C’est la fin de l’aventure pour l’Algérie à la CAN 2025 au Maroc. L’équipe nationale aura disputé 5 matchs sur 7 possibles dans le tournoi pour un bilan positif de 4 succès et 1 revers. La défaite aura été fatale car elle est survenue dans la phase à élimination directe signifiant le retour à la maison. Malgré une dernière sortie insipide, il est utile de relever que les Verts ont retrouvé un peu de leur verve.
On a tendance à l’oublier. Mais l’EN restait sur deux éliminations successives dès le premier tour dans les CAN 2021 et 2023. On était donc dans l’attente pour voir comment les Fennecs allaient se débrouiller dans la première phase finale post-traumatique. Et on peut dire qu’on a vite été rassurés par un succès éclatant contre le Soudan (3-0) pour entamer la compétition avant cette victoire étriquée face au Burkina Faso (1-0) qui actait déjà le passage au second tour. S’en suivra une démonstration des remplaçants avec ce 3 buts à 1 passé à la Guinée équatoriale.

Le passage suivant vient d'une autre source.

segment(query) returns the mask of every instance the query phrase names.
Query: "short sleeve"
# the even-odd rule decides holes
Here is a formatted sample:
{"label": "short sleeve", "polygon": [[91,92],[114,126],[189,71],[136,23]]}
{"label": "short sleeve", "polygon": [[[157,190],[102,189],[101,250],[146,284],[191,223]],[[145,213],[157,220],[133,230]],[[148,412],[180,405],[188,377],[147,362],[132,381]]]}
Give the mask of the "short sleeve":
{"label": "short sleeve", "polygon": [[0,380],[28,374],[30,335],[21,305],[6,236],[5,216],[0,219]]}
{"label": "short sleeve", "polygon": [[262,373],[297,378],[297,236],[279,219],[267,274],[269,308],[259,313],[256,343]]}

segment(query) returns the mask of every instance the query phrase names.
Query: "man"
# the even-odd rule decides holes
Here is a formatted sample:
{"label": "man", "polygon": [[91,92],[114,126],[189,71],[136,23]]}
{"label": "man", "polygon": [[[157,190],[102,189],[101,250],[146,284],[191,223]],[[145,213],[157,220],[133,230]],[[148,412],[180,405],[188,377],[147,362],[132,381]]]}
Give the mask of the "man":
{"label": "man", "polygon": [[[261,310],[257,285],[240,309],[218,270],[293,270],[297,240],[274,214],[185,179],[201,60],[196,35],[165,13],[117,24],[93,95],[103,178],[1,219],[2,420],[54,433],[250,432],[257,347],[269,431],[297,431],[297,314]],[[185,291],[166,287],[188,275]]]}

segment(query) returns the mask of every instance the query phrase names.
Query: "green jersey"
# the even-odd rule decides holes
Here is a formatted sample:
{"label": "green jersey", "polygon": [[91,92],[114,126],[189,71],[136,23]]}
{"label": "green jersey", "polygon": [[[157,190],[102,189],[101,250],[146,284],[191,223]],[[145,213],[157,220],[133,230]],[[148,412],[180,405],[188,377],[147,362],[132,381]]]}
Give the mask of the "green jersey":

Petkovic, coaching intermittent cherche constance
Venait alors ce test qui les mettait aux prise avec la RD Congo en 1/8 de finale. Là encore, les protégés de Vladimir Petkovic ont passé l’examen avec réussite en s’imposant dans les prolongations (0-1) grâce aux changements du coach et les entrées remarquées des remplaçants. L’optimisme était là avant de croiser le fer avec le Nigéria, un vrai gros morceau avec son historique impressionnant dans cette épreuve et ses 16 demi-finales jouées. On se réjouissait de la force offensive (8 réalisations) et de la solidité défensive retrouvée (1 but encaissé).
Sauf que pour la bataille avec les Nigérians, rien ne s’est déroulé comme prévu. El-Khadra a déjoué. A subi le jeu même. Pas de tir cadré tout au long des 90 minutes. L’arrière-garde qui a montré la fébrilité craquant par 2 fois et concédant 6 occasions dangereuses. Tactiquement, il n’y a pas eu de sursaut ou de réaction. Pourtant, beaucoup croyaient que Petkovic allait rectifier le tir en se référant à ce qu’il a pu montrer comme pragmatisme tactique depuis l’entame de la CAN. Cette fois, il n’était pas inspiré. Tout comme ses joueurs qui n’ont jamais pris la partie face aux Super Eagles par le bon bout.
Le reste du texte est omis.